- Box cover
- Developer(s): Tose
- Publisher(s): Jaleco
- Composer(s): Tatsuya Nishimura
- Platform(s): Nintendo Entertainment System
- Release: JP: July 27, 1990; NA: September 1991;
- Genre(s): Traditional baseball simulation
- Mode(s): Single-player Multiplayer

= Bases Loaded 3 =

1990 video game

Bases Loaded 3 screenshot

Bases Loaded 3, known in Japan as MoePro! Yakyū '90 Kandō Hen (燃えプロ!'90 感動編, MoePro! Baseball '90 Excitement Version), is a baseball video game released in 1990 by Jaleco for the Nintendo Entertainment System. The game is the third installment of the Bases Loaded series.

==Gameplay==
The object of the game is to win an exhibition game of baseball, as the game does not have a season play option. After an exhibition game is completed, the player is given a numerical score based thirteen categories, including batting, errors, and spectacular plays. The score ranges from 1 to 100, but a player can score over 100 points by earning bonus points for jumping and diving catches.

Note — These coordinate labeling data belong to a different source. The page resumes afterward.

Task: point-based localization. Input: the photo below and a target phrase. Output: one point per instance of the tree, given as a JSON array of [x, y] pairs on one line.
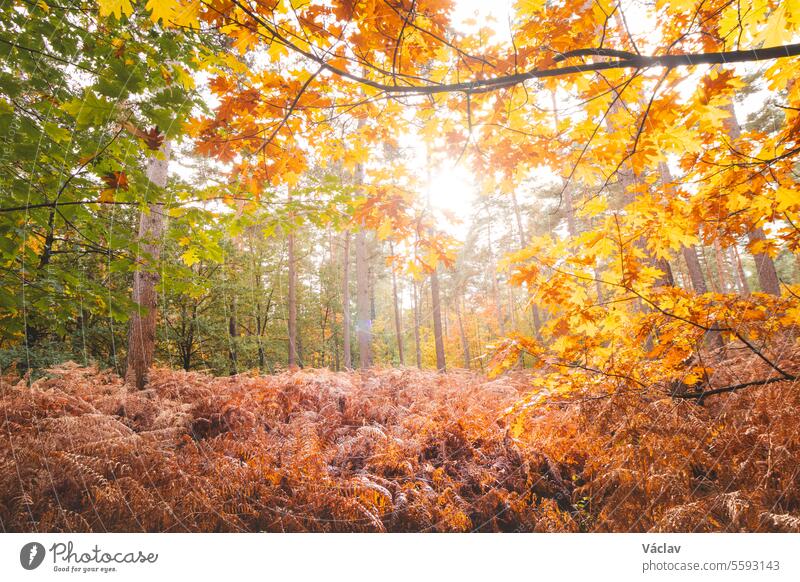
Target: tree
[[142, 326]]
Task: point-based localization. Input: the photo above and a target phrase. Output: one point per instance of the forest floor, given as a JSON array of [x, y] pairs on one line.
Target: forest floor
[[390, 450]]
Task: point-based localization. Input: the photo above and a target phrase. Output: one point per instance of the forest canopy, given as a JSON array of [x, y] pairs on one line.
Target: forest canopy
[[596, 199]]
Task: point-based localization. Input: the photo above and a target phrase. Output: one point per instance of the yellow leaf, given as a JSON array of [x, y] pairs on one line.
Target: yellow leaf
[[190, 257], [384, 230], [115, 7], [777, 31], [161, 10]]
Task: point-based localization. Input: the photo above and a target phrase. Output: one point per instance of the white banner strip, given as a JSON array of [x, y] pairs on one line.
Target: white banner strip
[[408, 557]]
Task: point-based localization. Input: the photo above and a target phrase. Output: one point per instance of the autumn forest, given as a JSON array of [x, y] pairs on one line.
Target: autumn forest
[[399, 266]]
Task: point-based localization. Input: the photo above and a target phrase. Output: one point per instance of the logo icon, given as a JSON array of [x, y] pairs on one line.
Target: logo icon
[[31, 555]]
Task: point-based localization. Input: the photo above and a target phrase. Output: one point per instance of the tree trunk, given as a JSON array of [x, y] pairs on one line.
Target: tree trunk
[[722, 270], [417, 347], [537, 322], [464, 342], [745, 286], [436, 308], [292, 299], [142, 326], [695, 269], [233, 333], [347, 354], [398, 328], [765, 266], [498, 310]]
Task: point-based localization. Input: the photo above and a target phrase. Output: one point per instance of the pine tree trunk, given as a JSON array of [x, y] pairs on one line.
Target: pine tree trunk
[[745, 286], [142, 326], [363, 321], [417, 347], [722, 271], [233, 333], [398, 328], [464, 342], [765, 266], [436, 308], [695, 269], [537, 323], [346, 352], [292, 300]]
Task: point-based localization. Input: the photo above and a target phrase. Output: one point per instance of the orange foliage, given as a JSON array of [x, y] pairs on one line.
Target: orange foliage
[[399, 450]]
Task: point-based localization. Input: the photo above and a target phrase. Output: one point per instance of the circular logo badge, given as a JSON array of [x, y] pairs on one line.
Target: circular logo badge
[[31, 555]]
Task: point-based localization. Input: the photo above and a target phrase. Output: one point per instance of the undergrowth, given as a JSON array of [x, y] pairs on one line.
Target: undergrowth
[[392, 450]]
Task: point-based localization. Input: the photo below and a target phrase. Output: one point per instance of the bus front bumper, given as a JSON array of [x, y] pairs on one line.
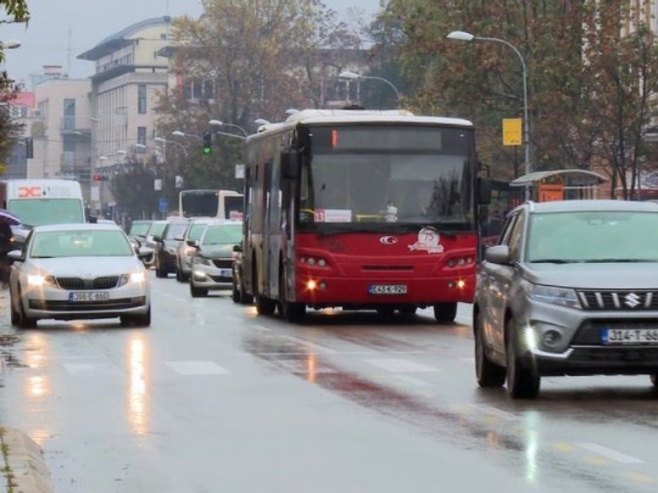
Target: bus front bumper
[[359, 292]]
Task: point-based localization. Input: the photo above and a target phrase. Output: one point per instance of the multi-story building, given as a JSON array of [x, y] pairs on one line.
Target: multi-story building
[[128, 78], [61, 130]]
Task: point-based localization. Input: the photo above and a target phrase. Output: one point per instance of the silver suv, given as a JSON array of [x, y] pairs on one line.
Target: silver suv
[[570, 288]]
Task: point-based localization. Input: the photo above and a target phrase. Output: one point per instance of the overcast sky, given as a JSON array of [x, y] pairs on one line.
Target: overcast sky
[[59, 30]]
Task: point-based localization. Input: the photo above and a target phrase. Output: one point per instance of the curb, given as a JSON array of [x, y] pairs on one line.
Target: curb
[[24, 469]]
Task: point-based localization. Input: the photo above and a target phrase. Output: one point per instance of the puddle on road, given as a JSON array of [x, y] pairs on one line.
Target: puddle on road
[[514, 442]]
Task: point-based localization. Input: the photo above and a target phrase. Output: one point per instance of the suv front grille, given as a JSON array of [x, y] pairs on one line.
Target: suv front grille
[[626, 300]]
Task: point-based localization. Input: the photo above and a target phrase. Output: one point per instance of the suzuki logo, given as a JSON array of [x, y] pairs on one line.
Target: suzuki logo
[[632, 300], [388, 240]]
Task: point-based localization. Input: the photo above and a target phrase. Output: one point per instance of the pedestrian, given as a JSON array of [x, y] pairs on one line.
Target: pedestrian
[[6, 244]]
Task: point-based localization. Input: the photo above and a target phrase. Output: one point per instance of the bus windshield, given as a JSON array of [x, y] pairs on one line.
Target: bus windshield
[[35, 212], [202, 203], [404, 175]]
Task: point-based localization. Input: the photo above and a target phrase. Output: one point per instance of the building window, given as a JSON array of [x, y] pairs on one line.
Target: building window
[[141, 139], [68, 122], [141, 99]]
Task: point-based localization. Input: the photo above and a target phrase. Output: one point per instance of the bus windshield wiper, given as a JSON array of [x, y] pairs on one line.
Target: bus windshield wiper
[[617, 260], [554, 261]]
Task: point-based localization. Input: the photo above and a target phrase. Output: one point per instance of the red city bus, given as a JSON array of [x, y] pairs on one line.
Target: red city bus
[[361, 210]]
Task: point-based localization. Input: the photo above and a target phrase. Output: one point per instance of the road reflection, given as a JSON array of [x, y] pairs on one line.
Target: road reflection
[[138, 380]]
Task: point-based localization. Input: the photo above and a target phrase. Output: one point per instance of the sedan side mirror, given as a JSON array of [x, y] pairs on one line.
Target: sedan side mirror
[[16, 255], [498, 254]]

Jaleco hired professional baseball player Ryne Sandberg for an endorsement. However, this installment of the game did not feature real teams or players. More unpopular with players, however, was the somewhat bizarre premise that "playing a perfect game", not winning a pennant, was the game's ultimate goal. Regardless, there would be one more NES Bases Loaded title, as well as several Super NES titles.

The game is the third in the NES Bases Loaded series, following Bases Loaded II.

==Credits==
Both the US and Japanese versions of the game contain staff credits. Both versions have the same exact staff credits except the composer. In the Japanese version, the composer is credited as "God of Soul". In the USA version, he is credited as "Music Lover". This is an alias for Tatsuya Nishimura (as revealed in Bases Loaded 4). It is unknown why the credit was changed in the USA version, probably because of Nintendo of America's policy of not having religious references.